Re: [PERFORM] reindex/vacuum locking/performance?

2003-10-05 Thread Matt Clark
> On Sat, Oct 04, 2003 at 12:29:55AM +0100, Matt Clark wrote:
> > My real world experience on a *very* heavily updated OLTP type
> DB, following
> > advice from this list (thanks guys!), is that there is
> essentially zero cost
> > to going ahead and vacuuming as often as you feel like it.  Go
> crazy, and
> > speed up your DB!
>
> That's not quite true.  If vacuums start running into each other, you
> can very easily start eating up all your I/O bandwidth.  Even if you
> gots lots of it.

Very true, which is why all my scripts write a lockfile and delete it when
they're finished, to prevent that happening.  I should have mentioned that.

> Also, a vacuum pretty much destroys your shared buffers, so you have
> to be aware of that trade-off too.  Vacuum is not free.  It's _way_
> cheaper than it used to be, though.

That's _very_ interesting.  I've never been quite clear what's in shared
buffers apart from scratch space for currently running transactions.  Also
the docs imply that vacuum uses it's own space for working in.  Do you have
more info on how it clobbers shared_buffers?

M


---(end of broadcast)---
TIP 5: Have you checked our extensive FAQ?

   http://www.postgresql.org/docs/faqs/FAQ.html


Re: [PERFORM] reindex/vacuum locking/performance?

2003-10-05 Thread Andrew Sullivan
On Sun, Oct 05, 2003 at 12:14:24PM +0100, Matt Clark wrote:
> more info on how it clobbers shared_buffers?

Vacuum is like a seqscan.  It touches everything on a table.  So it
doesn't clobber them, but that's the latest data.  It's unlikely your
buffers are big enough to hold your database, unless your database is
small.  So you'll end up expiring potentially useful data in the
buffer.

A

-- 

Andrew Sullivan 204-4141 Yonge Street
Afilias CanadaToronto, Ontario Canada
<[EMAIL PROTECTED]>  M2P 2A8
 +1 416 646 3304 x110


---(end of broadcast)---
TIP 7: don't forget to increase your free space map settings


Re: [PERFORM] reindex/vacuum locking/performance?

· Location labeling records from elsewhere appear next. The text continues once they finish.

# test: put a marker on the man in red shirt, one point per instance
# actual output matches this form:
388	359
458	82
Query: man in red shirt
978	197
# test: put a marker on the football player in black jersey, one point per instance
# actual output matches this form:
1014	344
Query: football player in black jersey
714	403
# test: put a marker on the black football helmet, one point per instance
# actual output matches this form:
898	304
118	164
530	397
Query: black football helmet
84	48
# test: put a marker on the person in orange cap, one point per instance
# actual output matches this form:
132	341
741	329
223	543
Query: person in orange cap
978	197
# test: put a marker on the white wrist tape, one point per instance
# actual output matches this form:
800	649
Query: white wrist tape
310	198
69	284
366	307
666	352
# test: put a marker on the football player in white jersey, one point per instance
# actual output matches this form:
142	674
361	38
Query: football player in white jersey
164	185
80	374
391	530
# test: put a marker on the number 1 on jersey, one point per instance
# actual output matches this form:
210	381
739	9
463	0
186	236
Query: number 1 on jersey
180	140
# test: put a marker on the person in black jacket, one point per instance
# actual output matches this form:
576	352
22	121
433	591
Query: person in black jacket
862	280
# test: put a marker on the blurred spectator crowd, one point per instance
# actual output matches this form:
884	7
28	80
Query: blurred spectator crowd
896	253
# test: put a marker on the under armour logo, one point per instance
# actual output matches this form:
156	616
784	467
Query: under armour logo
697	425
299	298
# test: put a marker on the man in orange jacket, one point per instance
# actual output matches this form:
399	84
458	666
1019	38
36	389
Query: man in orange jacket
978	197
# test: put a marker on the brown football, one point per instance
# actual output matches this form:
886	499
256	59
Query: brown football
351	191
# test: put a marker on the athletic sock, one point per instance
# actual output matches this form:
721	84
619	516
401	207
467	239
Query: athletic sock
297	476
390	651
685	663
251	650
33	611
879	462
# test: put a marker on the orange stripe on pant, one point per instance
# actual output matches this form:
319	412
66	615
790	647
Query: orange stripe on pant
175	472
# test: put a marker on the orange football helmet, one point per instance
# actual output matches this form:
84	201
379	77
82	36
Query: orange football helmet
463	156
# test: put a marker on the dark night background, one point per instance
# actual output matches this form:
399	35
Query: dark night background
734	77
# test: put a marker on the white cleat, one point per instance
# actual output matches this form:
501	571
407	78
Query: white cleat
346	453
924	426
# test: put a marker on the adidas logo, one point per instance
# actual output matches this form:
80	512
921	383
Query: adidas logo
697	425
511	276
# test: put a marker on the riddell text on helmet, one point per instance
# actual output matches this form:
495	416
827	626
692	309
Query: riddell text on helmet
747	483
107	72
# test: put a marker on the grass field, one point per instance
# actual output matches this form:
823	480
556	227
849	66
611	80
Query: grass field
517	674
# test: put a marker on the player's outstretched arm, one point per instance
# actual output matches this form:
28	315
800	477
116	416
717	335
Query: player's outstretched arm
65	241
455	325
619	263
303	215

2003-10-05 Thread Matt Clark
> On Sun, Oct 05, 2003 at 12:14:24PM +0100, Matt Clark wrote:
> > more info on how it clobbers shared_buffers?
>
> Vacuum is like a seqscan.  It touches everything on a table.  So it
> doesn't clobber them, but that's the latest data.  It's unlikely your
> buffers are big enough to hold your database, unless your database is
> small.  So you'll end up expiring potentially useful data in the
> buffer.

OK I'm definitely missing something here.  I thought that the FSM was there
to keep track of potentially free pages, and that all VACUUM did was double
check and then write that info out for all to see?  The promise being that a
VACUUM FULL will walk all pages on disk and do a soft-shoe-shuffle to
aggresively recover space, but a simple VACUUM won't (merely confirming
pages as available for reuse).

As for buffers, my understanding is that they are *not* meant to be big
enough to hold the DB, as PG explicitly leaves caching up to the underlying
OS.  'buffers' here meaning shared memory between PG processes, and 'cache'
meaning OS cache.  'buffers' only need to be big enough to hold the
intermediate calcs and the results for any current transactions?

M


---(end of broadcast)---
TIP 4: Don't 'kill -9' the postmaster


Re: [PERFORM] reindex/vacuum locking/performance?

2003-10-05 Thread Tom Lane
"Matt Clark" <[EMAIL PROTECTED]> writes:
> OK I'm definitely missing something here.

The point is that a big seqscan (either VACUUM or a plain table scan)
hits a lot of pages, and thereby tends to fill your cache with pages
that aren't actually likely to get hit again soon, perhaps pushing out
pages that will be needed again soon.  This happens at both the
shared-buffer and kernel-disk-cache levels of caching.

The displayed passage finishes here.